Entra uno en el país de los ciegos: nadie ni ve ni nota nada, todo les parece normal. No sufren porque no ven la realidad que les rodea. Simplemente viven al último minuto, como si les faltara tiempo. Que hay que ir al Polo Norte de vacaciones pues se va, qué coño, que la vida son dos días. Adonde haya que ir porque no ven nada. Todo lo tienen que sentir: el frío, el calor pero para ponerse siempre a resguardo de los mismos. No ven nada.
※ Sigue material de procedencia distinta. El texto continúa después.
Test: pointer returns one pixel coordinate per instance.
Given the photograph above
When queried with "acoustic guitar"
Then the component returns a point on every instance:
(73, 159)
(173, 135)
No ven el futuro que les aguarda, no ven más allá de sus sentidos que tienen que dar fuego a cada rato, espolear como se espolea a un caballo.
Les gusta tocar porque son ciegos. Lo tocan todo, lo prueban todo y todo se lo llevan a casa, a presumir de ello. Así funciona la economía hoy en día, con la virtud de que hacen gala estos ciegos que todo lo compran, todo lo prueban, todo les hace impresión.
Como no ven la tirantez de la vida: mendigos por todas partes que piden para comer, gente que come lentejas tres días seguidos, gente que vive con cuatrocientos euros creen, al estar ciegos, que eso no va con ellos y siguen gastando y dando disfrute a los sentidos menos el de la vista, del que están carentes. Y luego ven, al final de su cuenta corriente que sí, que ya ven por obra y gracia de un milagro económico que les ha devuelto la realidad a manos llenas y ven la miseria en que estaban los demás porque les ha llegado la suya.
Y no es que fueran ciegos, es que no querían ver.